Birth Brachial Plexus Palsy
Brachial plexus birth palsy has a reported incidence between 0.38 to 1.56 per 1000 live births. The quality of obstetrical care available and the average birth weight in different geographic areas may explain the variable incidence.
Perinatal risk factors for brachial plexus palsy include fetal macrosomia, prolonged labor, multiparous pregnancies, previous deliveries resulting in brachial plexus birth palsy, breech delivery, vacuum or forceps usage, and difficult deliveries. Delivery by caesarian section does not exclude the possibility of birth palsy. Shoulder dystocia in vertex deliveries and difficult arm or head extraction in breech deliveries increases the risk of brachial plexus birth palsy. Right upper limb is more commonly involved because of the more frequent left occiput anterior vertex presentation. Brachial plexus birth palsy most commonly involves the upper trunk (C5-C6), with or without an injury to C7. Less often, the entire plexus (C5-T1) is injured.^ ^Nerve injuries vary with respect to severity. Classification systems have been developed to grade the extent of nerve injury and reflect the prognosis. Seddon's classification is most commonly employed and provides a basis for treatment. The gradation of nerve injury begins with neuropraxia, extends to axonotmesis, and culminates in neurotmesis.

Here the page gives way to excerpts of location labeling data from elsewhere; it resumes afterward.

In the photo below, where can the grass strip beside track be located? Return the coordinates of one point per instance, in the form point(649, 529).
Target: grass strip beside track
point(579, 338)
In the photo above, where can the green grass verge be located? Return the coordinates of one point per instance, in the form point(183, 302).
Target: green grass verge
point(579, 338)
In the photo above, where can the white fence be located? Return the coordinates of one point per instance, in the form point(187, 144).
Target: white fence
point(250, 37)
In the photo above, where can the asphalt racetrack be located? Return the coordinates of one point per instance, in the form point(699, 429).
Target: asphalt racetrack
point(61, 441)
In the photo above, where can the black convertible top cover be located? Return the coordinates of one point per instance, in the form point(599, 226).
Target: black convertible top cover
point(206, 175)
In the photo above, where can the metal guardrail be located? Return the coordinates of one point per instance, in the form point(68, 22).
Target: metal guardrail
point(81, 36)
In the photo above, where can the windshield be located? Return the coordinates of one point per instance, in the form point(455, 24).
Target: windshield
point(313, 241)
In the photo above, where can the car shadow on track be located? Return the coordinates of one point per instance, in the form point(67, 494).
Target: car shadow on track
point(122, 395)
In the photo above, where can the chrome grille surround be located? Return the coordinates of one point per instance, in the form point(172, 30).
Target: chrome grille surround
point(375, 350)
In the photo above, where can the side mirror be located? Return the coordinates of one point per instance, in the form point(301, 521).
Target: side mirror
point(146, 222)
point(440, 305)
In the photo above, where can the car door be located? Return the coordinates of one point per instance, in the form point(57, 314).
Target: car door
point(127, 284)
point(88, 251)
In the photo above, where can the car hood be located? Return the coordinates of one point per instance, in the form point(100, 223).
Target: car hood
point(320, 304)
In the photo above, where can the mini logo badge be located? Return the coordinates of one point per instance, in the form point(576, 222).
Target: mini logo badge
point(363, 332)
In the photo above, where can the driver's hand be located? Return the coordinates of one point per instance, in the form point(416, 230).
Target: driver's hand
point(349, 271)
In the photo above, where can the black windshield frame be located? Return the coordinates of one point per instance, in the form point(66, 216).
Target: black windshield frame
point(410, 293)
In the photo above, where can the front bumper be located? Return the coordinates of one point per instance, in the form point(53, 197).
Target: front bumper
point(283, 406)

A neuropraxia is a segmental demyelination with maintenance of intact nerve fibers and axonal sheath. Demyelination causes a temporary conduction block without axonal damage and wallerian degeneration; electrodiagnostic studies demonstrate a decrease in nerve conduction without electromyographic changes of denervation within the muscle. Complete recovery occurs over the ensuing days to weeks as remyelinization is completed. An axonotmesis is a disruption of nerve fiber integrity with preservation of the axonal sheath and framework. Wallerian degeneration and nerve fiber regeneration are necessary for recovery. Wallerian degeneration is characterized by the proliferation of Schwann cells that phagocytose myelin and axon debris. The axons distal to the injury degrade from lack of nutrition and loss of blood supply. Electrodiagnostic studies exhibit a decrease in nerve conduction and electromyographic changes of muscle denervation (insertional activity, fibrillations, positive sharp waves, and reduction in amplitude of motor evoked potentials). These electromyographic changes are apparent one to three weeks after injury. The regeneration rate after Wallerian degeneration is approximately 1 mm/day or 1 inch/ month. This regeneration process is slow, delays return of function, and often results in incomplete recovery. In addition, prolonged muscle denervation longer than 18 to 24 months' results in irreversible motor endplate degradation and muscle fibrosis. This irreversible motor end-plate demise prevents continued muscle reinnervation. A neurotmesis is a disruption of both nerve fiber and axonal sheath integrity. Transection is the classic example of neurotmesis, but severe traction or contusion can produce a similar injury with severe intraneural scarring. Electrodiagnostic studies exhibit a loss of nerve conduction and subsequent electromyographic changes of denervation one to three weeks after injury. The prognosis is bleak without surgical resection of the intervening scar and nerve coaptation by direct repair or graft interposition.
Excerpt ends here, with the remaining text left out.